PATHAK: It’s the end of the day at the School of the Future, a public high school in downtown Manhattan.

WANG: So this is my chemistry classroom. Over here you can see our current unit is chemical reactions and stoichiometry.

PATHAK: Laura Wang is showing me her 10th grade chemistry classroom. It’d be familiar to anyone who’s studied chemistry in high school. It has long black counters, wood stools and an enormous periodic table. What’s different perhaps is the question on the board:

WANG: “Can chemistry save the world from global warming?”

PATHAK: Wang says, her role as a teacher has changed since the election. She sees this as a moment of reckoning.

WANG: The day after the election, when I came into school I had to think about what’s my role here. You know, why does it matter whatever we’re doing in chemistry? How does what we teach matter in this new political climate? And that’s our challenge, that’s our task, that’s our calling.

PATHAK: Wang says she’s never talked about politics in her class. But next week – when her students are making biodiesel and debating whether it can help fight climate change – she’s pretty sure politics is going to come up.

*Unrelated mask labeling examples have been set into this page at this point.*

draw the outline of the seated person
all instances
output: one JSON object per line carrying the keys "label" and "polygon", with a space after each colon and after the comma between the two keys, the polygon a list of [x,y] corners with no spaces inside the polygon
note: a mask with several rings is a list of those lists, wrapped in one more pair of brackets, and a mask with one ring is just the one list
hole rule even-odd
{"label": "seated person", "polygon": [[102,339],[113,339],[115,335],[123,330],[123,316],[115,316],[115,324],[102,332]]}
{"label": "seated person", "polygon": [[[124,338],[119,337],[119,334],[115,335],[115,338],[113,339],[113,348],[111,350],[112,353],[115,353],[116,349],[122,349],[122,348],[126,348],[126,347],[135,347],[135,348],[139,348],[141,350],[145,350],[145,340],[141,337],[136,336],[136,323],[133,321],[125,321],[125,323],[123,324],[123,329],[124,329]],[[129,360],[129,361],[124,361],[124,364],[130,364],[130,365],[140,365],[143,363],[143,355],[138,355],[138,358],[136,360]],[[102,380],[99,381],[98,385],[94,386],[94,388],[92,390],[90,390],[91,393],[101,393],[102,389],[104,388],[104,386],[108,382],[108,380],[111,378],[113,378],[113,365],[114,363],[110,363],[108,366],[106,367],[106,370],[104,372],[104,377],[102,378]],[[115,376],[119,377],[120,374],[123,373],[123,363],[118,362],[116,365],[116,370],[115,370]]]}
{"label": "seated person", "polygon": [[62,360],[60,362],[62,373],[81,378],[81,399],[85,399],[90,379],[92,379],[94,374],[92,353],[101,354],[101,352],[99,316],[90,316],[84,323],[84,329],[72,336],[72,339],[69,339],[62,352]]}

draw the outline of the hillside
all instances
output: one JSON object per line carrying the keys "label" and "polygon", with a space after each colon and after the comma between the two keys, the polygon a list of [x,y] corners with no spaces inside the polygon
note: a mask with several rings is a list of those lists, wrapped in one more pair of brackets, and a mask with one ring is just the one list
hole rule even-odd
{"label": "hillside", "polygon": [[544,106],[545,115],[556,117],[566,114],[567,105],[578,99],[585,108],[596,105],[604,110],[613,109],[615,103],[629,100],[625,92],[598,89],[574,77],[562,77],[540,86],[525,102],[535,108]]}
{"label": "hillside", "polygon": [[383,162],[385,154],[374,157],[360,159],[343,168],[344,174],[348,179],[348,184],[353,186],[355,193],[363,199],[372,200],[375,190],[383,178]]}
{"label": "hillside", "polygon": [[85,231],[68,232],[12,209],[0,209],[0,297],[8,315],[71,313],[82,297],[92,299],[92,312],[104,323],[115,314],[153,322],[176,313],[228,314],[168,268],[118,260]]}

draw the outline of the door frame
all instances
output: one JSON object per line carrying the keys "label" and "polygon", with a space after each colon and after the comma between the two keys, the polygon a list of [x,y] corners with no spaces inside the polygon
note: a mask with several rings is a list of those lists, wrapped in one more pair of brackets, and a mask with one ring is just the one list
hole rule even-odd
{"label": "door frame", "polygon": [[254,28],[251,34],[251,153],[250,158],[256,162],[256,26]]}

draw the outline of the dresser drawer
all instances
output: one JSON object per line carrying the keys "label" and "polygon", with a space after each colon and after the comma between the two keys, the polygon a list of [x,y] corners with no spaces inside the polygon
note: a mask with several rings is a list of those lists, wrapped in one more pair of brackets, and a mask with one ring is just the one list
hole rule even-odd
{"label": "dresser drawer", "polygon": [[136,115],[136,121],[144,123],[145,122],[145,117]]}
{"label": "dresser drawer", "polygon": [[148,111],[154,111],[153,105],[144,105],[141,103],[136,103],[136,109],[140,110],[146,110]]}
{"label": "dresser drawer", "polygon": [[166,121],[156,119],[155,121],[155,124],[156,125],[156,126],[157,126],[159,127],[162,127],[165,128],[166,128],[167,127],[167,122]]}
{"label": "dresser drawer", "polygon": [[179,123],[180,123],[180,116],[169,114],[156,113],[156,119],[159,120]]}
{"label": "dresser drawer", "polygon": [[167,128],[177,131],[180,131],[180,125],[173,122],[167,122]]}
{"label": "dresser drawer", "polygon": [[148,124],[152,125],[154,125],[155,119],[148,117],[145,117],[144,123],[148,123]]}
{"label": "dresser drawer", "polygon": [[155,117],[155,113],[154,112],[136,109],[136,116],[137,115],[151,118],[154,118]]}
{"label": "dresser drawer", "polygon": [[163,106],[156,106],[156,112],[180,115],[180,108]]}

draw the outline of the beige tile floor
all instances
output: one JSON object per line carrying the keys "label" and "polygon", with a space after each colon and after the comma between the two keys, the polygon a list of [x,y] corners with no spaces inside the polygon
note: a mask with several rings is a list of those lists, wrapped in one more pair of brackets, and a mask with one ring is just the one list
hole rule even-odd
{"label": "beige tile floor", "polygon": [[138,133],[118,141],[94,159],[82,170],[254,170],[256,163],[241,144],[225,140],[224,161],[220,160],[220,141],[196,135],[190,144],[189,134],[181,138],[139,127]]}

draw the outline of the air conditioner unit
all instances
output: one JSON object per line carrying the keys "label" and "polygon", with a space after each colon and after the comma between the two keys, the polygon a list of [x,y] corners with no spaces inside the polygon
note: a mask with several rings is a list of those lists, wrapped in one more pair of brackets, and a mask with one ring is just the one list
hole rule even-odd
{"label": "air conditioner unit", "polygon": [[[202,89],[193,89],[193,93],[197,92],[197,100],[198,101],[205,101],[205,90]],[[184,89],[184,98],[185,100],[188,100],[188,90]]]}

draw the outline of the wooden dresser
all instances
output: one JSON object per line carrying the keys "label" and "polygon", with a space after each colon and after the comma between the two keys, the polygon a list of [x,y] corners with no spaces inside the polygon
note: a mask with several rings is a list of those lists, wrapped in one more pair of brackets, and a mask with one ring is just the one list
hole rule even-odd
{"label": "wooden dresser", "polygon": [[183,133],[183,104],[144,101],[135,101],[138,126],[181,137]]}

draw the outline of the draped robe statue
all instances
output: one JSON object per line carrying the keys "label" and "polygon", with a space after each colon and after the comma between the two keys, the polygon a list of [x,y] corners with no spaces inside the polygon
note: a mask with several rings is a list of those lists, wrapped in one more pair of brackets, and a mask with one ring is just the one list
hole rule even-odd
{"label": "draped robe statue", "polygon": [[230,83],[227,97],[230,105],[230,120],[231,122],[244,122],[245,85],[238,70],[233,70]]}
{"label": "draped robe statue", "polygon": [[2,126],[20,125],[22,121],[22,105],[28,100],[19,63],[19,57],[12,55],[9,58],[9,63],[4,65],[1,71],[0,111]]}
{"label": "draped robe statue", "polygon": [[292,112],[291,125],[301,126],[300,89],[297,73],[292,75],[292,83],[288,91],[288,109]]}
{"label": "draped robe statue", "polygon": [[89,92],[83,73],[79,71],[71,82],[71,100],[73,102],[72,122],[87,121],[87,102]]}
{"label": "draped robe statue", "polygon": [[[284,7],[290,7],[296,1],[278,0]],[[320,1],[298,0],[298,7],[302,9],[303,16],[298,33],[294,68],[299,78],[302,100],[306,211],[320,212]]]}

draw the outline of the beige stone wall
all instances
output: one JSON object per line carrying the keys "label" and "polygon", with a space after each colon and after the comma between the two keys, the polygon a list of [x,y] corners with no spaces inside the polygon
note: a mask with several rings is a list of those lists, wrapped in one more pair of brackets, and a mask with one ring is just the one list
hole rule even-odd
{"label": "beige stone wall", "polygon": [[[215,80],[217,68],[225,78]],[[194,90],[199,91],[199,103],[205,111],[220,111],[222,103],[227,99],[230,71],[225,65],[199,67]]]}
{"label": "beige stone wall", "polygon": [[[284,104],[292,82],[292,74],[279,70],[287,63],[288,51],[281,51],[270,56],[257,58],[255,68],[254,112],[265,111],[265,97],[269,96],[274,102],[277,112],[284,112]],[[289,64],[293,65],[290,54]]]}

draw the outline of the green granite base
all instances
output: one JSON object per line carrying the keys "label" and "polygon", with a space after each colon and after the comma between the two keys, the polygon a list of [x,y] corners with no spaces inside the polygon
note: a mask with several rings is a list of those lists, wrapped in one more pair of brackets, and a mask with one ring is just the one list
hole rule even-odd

WANG: I’m not going to pretend that I don’t have a political viewpoint. That I say this is where I stand, Where do you stand? And why do you stand there. And make it be then more about the evidence and students’ perspectives.

HAUGHT: We also need to teach them how to find what is real and what is fake and then be able to defend their arguments with good, factual information.

Pathak: That’s Brandon Haught. He teaches high school environmental science in central Florida – and he wrote a book on Florida’s battles about teaching evolution. He’s been observing the clash of politics and science for decades. But now, he says, the anti-science folks are becoming louder and bolder. Kind of like wild bears in a forest.

HAUGHT: But then something gets them out of the forest. All of a sudden they’re in our neighborhoods, knocking over trash cans and even confronting people and injuring them.

PATHAK: Wang says, like it or not, students are being exposed to this anti-science rhetoric.

WANG: What I’m concerned about is a generation of students who are developing a sense of science is debatable.

PATHAK: Fighting this perception is the National Science Teacher’s Association – the group holding their annual conference today. David Evans is the director. He says science skepticism further diminishes the scientific literacy in society. And it was never really high to begin with.

EVANS: You can imagine being at a party and hearing, you know, I never really got that chemistry when I was in high school. But you can never imagine hearing, boy, tenses and verbs was something I never really got.

PATHAK: Now, Evans says, being OK with not understanding science has the highest stamp of approval from the White House. That’s why, he says, the role of science teachers is more critical than ever.

EVANS: At the end of the day, and at the end of the political struggle, it may well be that the future of democracy or the future of our way of life falls on their shoulders right now.

PATHAK: Evans’ message to science teachers at the conference is going to be simple: keep teaching science. Sushmita Pathak, Columbia Radio News.